Young Pioneer Tours


by Andy Khong

The remains of Babylon is in present day city of Hillah, about 85 km (53 miles) south of Baghdad, Iraq.
It was the capital city of the Babylonian Empire built around the banks of the Euphrates River. It is well
known for the Hanging Gardens of Babylon, one of the Seven Wonders of the Ancient World.
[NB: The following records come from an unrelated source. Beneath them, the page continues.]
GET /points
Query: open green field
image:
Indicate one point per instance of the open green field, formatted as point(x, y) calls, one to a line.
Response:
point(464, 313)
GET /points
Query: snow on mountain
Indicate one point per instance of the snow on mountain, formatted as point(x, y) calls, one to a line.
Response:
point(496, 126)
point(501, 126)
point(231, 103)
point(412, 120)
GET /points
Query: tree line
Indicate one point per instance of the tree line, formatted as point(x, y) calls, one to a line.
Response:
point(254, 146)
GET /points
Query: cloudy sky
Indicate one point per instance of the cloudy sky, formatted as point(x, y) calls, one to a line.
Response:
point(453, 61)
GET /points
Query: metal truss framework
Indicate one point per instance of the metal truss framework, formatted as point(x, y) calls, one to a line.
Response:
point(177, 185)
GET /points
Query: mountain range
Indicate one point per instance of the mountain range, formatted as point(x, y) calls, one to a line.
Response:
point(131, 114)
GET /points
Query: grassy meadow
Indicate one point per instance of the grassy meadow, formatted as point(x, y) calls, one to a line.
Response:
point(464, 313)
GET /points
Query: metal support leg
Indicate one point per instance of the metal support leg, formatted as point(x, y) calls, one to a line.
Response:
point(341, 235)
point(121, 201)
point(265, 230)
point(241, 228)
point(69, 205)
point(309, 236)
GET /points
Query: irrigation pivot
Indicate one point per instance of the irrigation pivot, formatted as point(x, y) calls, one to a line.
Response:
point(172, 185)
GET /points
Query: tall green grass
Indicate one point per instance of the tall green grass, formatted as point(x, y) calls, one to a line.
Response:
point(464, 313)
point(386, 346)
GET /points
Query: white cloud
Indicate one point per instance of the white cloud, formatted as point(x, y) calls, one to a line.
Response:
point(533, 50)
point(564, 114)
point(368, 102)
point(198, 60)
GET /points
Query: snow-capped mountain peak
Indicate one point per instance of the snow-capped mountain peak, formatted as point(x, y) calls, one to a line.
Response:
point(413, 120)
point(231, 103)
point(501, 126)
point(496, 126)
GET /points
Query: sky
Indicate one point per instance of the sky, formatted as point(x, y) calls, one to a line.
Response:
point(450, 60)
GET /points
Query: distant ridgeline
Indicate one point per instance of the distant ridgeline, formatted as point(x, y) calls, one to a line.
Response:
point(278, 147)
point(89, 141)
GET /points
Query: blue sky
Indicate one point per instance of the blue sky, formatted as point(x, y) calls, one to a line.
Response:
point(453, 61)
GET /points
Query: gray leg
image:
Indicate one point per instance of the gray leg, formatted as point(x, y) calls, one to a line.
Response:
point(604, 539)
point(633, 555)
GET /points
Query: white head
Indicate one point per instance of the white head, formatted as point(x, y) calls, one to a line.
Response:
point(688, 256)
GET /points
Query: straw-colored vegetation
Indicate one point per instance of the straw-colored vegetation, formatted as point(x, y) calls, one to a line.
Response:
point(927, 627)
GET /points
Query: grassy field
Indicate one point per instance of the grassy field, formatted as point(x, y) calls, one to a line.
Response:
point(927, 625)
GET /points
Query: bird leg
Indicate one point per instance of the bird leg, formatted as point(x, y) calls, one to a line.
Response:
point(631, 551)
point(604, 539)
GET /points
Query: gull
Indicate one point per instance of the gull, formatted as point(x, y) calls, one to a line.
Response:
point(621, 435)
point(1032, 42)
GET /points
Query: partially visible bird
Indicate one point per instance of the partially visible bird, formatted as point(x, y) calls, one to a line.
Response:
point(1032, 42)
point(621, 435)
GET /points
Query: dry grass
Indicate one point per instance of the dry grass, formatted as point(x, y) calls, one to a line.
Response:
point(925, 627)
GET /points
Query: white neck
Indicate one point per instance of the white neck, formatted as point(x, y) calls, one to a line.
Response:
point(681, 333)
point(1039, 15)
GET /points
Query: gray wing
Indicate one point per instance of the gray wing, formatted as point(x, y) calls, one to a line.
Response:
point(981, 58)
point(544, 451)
The Hanging Gardens of Babylon is attributed to Nebuchadnezzar II who built it around 600 BCE for his wife Amytis, who missed the greenery of her homeland.

The Tower of Babel was heart of the vibrant Babylon metropolis. According to Book of Genesis (Bible),
the Babylonians under the leadership of Nimrod (Noah’s Great Grandson) decided to build a ziggurat*
tower to reach up to the heavens. Upon seeing this, God confuses the language (creates multiple languages) of the workers so they couldn’t understand each other; hence the Tower was never completed, and people scattered to different lands.

According to archaeologists and historians, people who lived in Babylon practiced polytheism – the
worship of more than one God, and each city in ancient Mesopotamia (present day Iraq) had a patron
God. Marduk was the patron God of Babylon (being Lord of the Gods of Heaven and Earth), and it was
Nebuchadnezzar II who commissioned the completion of the ziggurat* Tower of Babel which was almost
100m (328 feet) tall; however, there are no remains of the tower today.

[*A ziggurat is a massive structure in the form of a pyramidal tower with a rectangular base, built in successive stages with a number of stories or terraces (usually 2 to 7), outside staircases, and a temple/shrine at the top. The legendary Towel of Babel mentioned in Book of Genesis is built as a ziggurat. Sloping sides and terraces of ziggurats were usually landscaped with trees, plants, and shrubs e.g. the Hanging Gardens of Babylon. During the ancient times, people believed that Gods lived in the sky and the top of the ziggurat is where Priests could commune with a patron deity on behalf of the people by holding religious ceremonies. Each ancient city would have a different patron deity e.g. Nanna, the Moon God was patron of Ur city].

Although no one lives there today, you could visit Babylon and see treasures such as Ishtar Gate, and the
Lion of Babylon. Dating back to 1600 BCE, the Ishtar Gate is one of the 8 main gates that provided entry
to the city of Babylon. Figures of bulls (symbols of Adad, God of Weather), mušḫuššu-dragons (mythological symbols of Marduk, God of Creation, Water, Agriculture, Justice, Medicine, and Magic), and lions (symbols of Ishtar, Goddess of Fertility, Love, War, & Sex) are adorned on Ishtar Gate facing visitors to protect the city from evil influences, and give blessings of good luck [*ghastly looking hybrid dragons with a scaly body, long neck and tail, lion arms, eagle legs, curly horns, and a snake-like tongue].
The Lion of Babylon is a 2600 year old basalt statue of a lion trampling a man, a symbol of power in overcoming misfortune, and enemies.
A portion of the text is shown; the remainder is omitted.